The work introduces fully self-sustained, green neuromorphic interfaces that directly process bio-level signals using protein nanowire-enabled devices. Key contributions include: (1) bio-amplitude memristors with sub-100 mV thresholds and nA-level programming, (2) ambient humidity-powered sensors providing continuous and spiking signals, (3) integrated, multifunctional afferent circuits for humidity, tactile, and optical stimuli, (4) wearable respiration monitoring with frequency-based decision and on-board actuation, and (5) simple reconfigurability to tune neuronal thresholds and sensor outputs. The protein nanowire platform offers sustainable, biocompatible materials with promising stability and modifiability. Future research should elucidate the molecular mechanisms of redox facilitation in switching, optimize energy harvester and sensor architectures for higher power density and selectivity, systematically evaluate long-term biocompatibility and in vivo stability, develop robust passivation for tissue interfaces, and expand to additional neuromorphic functions and modalities for IoT and biomedical applications.

• Mechanistic understanding: The facilitation of Ag+/Ag redox and filament formation by protein nanowires is inferred but requires deeper molecular-level investigation.

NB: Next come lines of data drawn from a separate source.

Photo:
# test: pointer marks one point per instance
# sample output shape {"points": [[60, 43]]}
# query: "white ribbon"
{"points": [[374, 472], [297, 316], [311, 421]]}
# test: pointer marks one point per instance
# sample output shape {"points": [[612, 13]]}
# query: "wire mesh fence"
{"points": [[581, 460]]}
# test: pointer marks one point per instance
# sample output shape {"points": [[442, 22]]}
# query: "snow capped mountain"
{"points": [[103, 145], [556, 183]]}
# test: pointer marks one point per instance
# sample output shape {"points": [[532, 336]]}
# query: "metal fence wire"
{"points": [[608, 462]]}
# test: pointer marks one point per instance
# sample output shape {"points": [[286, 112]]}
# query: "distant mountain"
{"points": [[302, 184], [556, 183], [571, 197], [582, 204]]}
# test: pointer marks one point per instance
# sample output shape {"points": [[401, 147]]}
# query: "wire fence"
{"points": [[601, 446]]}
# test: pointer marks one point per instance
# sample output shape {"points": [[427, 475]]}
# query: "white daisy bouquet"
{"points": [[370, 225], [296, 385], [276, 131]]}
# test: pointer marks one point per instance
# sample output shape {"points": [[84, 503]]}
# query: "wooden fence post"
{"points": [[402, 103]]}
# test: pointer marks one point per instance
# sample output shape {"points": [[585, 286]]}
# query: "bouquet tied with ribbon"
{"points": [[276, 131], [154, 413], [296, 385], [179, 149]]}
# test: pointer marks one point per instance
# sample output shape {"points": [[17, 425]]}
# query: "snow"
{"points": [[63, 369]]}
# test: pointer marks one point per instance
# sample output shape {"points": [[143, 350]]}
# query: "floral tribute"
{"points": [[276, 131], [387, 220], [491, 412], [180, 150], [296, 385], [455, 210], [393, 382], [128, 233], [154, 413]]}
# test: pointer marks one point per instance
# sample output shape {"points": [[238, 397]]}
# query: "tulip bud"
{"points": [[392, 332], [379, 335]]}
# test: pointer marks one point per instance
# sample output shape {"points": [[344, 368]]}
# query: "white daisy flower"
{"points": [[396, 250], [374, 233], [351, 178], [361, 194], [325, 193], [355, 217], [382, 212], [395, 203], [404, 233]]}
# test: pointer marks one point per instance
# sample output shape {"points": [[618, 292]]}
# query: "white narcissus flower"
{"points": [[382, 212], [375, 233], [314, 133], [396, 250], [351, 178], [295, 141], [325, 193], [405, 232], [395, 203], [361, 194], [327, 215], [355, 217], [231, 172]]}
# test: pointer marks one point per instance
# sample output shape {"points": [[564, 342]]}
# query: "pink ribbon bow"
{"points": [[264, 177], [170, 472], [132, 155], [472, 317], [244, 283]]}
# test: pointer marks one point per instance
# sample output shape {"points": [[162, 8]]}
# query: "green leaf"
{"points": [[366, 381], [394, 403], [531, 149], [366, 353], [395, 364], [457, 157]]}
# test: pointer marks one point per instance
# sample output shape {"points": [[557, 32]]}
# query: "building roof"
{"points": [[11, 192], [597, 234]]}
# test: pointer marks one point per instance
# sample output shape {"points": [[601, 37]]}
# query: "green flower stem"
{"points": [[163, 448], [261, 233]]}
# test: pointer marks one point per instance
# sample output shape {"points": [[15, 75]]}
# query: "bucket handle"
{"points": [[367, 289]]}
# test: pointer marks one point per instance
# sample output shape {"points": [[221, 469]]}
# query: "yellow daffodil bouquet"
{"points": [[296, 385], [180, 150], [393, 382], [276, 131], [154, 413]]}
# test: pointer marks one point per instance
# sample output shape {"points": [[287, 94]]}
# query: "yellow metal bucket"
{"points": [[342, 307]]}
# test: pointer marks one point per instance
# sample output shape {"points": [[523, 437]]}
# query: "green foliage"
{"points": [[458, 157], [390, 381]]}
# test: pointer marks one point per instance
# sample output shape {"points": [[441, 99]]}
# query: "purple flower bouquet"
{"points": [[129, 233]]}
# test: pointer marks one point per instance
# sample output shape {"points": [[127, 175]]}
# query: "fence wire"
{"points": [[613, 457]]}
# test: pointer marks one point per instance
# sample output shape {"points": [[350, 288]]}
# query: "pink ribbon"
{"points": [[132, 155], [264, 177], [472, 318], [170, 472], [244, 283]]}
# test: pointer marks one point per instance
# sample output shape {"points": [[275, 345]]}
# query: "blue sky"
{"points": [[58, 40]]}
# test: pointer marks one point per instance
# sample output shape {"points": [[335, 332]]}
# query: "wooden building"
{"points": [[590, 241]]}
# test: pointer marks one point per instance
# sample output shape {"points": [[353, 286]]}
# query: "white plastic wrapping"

• Stability constraints: Ag electrode oxidation can degrade memristor stability under ambient conditions; protective layers (e.g., Pt) are needed to ensure long-term operation.
• Environmental dependence: Energy harvesting and some sensing rely on ambient humidity; performance may vary with environmental conditions and has not been optimized for maximum power output.
• Biocompatibility/in vivo validation: While protein composition suggests compatibility and PDMS passivation supports aqueous operation, comprehensive biocompatibility, immunogenicity, and long-term in vivo stability studies remain to be done.
• Generalizability: Demonstrations are proof-of-concept with limited device scale and specific stimuli; broader scalability, durability under real-world wear, and multimodal interference effects require further assessment.